For decades, economists have argued that an increased minimum wage leads to more unemployment. They base the argument on a solid theoretical foundation, but definitive empirical proof has been elusive due to the difficulty of doing experiments in the real world, and politicians have therefore chosen to ignore economist’s warnings. Now, however, two new studies provide that irrefutable and oh so obscure evidence.
The first is a study commissioned in part by the city of Seattle to test the impact of their newly enacted policy to raise the minimum wage. The initiative itself is highly unusual and laudable because politicians rarely examine the consequences of their actions. The finding of the study is unequivocal: after increasing the minimum wage to thirteen dollars per hour, the number of hours worked by low-wage workers fell by 3.5 million per quarter. This was the result of both the loss of thousands of jobs and reduced number of hours worked in the remaining jobs.

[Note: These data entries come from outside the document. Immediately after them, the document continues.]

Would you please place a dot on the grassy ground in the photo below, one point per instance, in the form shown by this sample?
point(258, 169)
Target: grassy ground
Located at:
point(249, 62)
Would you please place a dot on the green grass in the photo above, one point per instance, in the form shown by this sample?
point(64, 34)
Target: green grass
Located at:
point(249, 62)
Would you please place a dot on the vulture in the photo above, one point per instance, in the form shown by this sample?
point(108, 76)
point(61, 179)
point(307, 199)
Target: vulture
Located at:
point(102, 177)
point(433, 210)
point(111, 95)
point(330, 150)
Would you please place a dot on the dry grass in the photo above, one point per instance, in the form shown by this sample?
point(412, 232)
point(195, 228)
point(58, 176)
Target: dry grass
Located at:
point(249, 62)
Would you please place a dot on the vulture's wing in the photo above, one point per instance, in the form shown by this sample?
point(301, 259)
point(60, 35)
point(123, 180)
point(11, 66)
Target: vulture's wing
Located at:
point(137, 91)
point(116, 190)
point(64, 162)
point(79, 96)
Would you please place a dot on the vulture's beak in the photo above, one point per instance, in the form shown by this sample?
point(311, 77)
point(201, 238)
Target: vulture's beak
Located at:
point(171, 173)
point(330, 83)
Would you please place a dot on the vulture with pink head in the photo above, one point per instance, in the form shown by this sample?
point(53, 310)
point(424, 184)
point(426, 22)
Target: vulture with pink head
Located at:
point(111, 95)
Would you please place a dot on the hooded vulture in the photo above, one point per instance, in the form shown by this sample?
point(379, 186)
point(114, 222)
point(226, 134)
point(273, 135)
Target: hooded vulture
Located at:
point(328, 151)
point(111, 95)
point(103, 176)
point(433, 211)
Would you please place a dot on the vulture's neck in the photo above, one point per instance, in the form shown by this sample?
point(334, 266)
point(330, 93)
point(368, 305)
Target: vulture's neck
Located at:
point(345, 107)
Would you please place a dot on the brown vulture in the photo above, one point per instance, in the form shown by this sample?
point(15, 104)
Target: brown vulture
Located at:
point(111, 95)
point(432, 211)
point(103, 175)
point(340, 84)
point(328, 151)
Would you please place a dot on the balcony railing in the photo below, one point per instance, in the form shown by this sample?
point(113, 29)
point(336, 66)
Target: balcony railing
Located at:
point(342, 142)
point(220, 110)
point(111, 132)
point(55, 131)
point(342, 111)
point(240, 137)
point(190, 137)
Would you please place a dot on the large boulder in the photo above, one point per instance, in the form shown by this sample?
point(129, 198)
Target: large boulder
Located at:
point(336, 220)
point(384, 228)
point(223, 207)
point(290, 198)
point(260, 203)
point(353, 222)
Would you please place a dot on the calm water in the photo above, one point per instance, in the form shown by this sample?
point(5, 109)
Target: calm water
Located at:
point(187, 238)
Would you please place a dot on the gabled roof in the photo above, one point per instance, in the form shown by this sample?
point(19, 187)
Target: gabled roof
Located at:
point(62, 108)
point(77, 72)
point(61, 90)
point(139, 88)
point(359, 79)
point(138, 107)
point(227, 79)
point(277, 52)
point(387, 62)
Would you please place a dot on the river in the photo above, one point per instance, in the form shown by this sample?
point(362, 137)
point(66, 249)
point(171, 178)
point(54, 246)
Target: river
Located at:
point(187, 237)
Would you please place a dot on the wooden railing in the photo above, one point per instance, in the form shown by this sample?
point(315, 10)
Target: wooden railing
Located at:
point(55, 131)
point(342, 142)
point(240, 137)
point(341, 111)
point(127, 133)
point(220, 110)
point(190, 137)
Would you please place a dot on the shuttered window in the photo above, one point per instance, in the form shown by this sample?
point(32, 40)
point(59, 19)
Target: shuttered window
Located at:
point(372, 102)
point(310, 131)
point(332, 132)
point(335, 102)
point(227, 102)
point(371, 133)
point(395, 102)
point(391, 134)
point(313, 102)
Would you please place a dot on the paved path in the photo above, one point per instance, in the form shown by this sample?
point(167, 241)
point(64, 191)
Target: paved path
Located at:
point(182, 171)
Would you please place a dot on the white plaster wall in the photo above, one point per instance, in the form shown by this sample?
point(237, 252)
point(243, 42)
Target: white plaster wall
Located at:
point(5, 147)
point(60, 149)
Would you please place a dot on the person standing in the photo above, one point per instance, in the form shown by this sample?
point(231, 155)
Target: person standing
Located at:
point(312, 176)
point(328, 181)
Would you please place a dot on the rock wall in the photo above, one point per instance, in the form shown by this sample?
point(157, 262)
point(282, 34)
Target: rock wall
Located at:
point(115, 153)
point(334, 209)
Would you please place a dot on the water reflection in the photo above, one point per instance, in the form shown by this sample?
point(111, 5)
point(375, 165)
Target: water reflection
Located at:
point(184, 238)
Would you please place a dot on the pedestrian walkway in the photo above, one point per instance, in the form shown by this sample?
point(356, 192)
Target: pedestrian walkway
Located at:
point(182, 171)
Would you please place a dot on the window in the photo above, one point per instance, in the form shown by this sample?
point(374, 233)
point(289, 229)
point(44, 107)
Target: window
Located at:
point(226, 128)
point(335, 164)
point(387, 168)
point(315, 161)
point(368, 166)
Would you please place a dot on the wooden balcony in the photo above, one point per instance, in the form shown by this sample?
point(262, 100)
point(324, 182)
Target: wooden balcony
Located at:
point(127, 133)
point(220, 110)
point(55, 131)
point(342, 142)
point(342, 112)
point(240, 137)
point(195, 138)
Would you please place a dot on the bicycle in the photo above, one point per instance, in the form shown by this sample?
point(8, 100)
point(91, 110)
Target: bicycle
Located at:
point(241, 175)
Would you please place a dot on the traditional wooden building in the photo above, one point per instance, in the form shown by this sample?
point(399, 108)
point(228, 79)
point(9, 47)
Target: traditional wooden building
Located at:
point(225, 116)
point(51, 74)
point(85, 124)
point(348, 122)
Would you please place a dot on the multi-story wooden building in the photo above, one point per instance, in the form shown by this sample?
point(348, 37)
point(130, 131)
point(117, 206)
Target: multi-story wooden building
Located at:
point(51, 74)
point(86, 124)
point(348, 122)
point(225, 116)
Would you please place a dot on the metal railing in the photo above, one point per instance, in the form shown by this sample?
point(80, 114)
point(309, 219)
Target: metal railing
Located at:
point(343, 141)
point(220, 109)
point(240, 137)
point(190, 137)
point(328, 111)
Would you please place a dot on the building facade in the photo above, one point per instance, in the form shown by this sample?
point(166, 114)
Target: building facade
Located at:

Due to these dramatic changes in the labor market, the average low-wage worker lost $125 per month in income. The data could hardly be more damning. The effect of the minimum wage hike was the exact opposite of what the politicians intended.
The second study comes from Denmark, a Scandinavian country that is often hailed by the left as a utopian social democratic paradise. Researchers used a novel approach that allowed them to generate the most compelling empirical evidence of the effects of the minimum wage to date. A more conclusive study is hard to find in the social sciences.
The scientists used a particular oddity of Danish law to generate the perfect social experiment. In Denmark, the minimum wage jumps 40% on the day that the worker turns eighteen. Since both wage and unemployment data are comprehensively available for all employees above sixteen years of age, a simple analysis of wage around the eighteenth birthday provides a stunningly clear effect of the minimum wage law. The effect can unambiguously be seen in the figure below. As the minimum wage increases by 40%, the corresponding employment drops by a whopping 33%.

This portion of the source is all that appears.